Disease-ridden beggars lined the gutters, asking the men for money for their next paltry “meal”, others rifling through filth in a worthless effort to find the treasure that would rocket them from their place in this twisted society.

The hovels of those killing and robbing enough to be able to have a home were crumbling makeshift piles of rusted metal and rotted wood. Many were splashed with blood, some long dried and blending in with the rust, some fresh and dripping slowly to the ground, almost seeming to create Rorschach images as it streamed.

At the end of the street you could see a fraction of the walls of the city-shaft, expanding higher than the eye could see or the mind truly comprehend.

Dark and impenetrable, you could imagine you were trapped in the center of the world. A solid rock face was all that was seen above. So it was for each city-layer of the infamous hive-shaft of Axun II, excepting the last layer of the shaft, who could see, in the far reaches of the heavens, a pinprick of light.

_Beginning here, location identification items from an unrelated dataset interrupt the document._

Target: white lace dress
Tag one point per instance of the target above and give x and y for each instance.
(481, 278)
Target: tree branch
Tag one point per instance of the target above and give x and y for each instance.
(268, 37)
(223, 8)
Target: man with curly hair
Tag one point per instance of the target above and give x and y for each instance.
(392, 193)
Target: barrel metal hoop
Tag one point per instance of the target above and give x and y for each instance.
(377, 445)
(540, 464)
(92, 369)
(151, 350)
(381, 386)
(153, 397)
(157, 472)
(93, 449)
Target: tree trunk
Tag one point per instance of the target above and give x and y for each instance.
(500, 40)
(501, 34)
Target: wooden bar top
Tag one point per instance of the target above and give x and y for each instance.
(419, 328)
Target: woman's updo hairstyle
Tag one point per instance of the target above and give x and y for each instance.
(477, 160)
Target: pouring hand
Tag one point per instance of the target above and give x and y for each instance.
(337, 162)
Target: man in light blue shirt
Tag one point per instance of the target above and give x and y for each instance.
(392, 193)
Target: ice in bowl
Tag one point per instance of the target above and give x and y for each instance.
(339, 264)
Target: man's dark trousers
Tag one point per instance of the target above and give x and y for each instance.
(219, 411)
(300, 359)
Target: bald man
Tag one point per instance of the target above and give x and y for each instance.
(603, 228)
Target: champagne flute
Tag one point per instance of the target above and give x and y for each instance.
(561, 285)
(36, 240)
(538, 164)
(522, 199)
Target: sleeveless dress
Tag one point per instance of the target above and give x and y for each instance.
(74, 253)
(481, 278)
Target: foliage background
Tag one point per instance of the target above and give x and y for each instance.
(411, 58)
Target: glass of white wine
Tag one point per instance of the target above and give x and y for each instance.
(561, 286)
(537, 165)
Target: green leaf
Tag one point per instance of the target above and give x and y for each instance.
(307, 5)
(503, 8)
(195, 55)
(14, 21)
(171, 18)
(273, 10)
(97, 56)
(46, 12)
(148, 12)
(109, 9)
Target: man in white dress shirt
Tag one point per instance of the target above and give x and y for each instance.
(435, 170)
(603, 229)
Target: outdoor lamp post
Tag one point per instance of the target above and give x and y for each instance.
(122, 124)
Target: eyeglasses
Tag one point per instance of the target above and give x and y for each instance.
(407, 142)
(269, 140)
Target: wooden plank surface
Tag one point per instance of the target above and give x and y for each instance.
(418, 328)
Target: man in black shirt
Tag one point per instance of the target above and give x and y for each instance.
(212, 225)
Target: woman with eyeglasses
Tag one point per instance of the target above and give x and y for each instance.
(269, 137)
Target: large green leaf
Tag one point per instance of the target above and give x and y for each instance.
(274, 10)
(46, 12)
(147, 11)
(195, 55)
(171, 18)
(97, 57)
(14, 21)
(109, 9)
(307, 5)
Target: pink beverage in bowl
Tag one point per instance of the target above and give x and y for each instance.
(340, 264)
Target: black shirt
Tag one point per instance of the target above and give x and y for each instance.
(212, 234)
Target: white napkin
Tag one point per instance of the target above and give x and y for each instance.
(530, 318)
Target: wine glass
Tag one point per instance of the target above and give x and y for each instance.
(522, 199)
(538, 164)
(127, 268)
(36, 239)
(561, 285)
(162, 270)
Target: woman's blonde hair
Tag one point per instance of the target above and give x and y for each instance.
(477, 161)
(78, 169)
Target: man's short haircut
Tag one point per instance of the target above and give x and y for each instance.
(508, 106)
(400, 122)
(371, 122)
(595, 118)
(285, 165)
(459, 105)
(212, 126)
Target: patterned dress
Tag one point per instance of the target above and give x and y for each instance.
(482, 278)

Then, there was the lift.

It was a thin and impossibly long tube running along the shaft walls, located always on the furthest eastern reaches of the city-layer, being used in the ever-so-rare circumstance that one rose to where they could start over again in a better place, or when the high thought it a trivial past-time to look upon those suffering.

The tube was hospital white, darkened by the shadows and stained at its root with blood and filth. A long-dead body rested against it, its flesh beginning to rot away from the bones. It had two right feet, literally, and the twisted visage of some sort of face sprouted from its chest, the warped flesh forming a scream, eternally. Its head was gone, the flesh of its stubby neck ragged and torn. Likely the target of a bounty.

Skraen and Castor were the subject of more stares than they could see as they approached the lift. Skraen pressed his badge of office against the scanner, overriding any needed passes to progress out of this fleapit. There was a sense of overwhelming silence as the lift’s system processed the new information. Everyone watched, some rose to their feet and edged closer. The doors slid aside and the Chaplain and Detective entered, many rushing to the doors in a vain effort to gain freedom from the hell they lived. The doors closed instantly after the Chaplain’s trailing coattails flowed in.

Castor tapped in the code, and the lift began to hurtle upwards. The desperate wails of hundreds of those teased with the prospect of freedom would have haunted lesser-or perhaps better- men. Castor heard their wails and a frown appeared on his damaged lips, something that would have been imperceptible to most. For Skraen, it was as plain as day, and coaxed another of his crooked smiles.

As they rose, they saw the layers of city pass by so fast they were nearly a blur. If ever one could see the true way that the classes of Axun II lived, it was now. Each layer was a bit cleaner, a bit less populated. Each was cast in dark shadows from the walls, though. None were immune. Nine layers, each housing the population of a small world. Then, there was the surface.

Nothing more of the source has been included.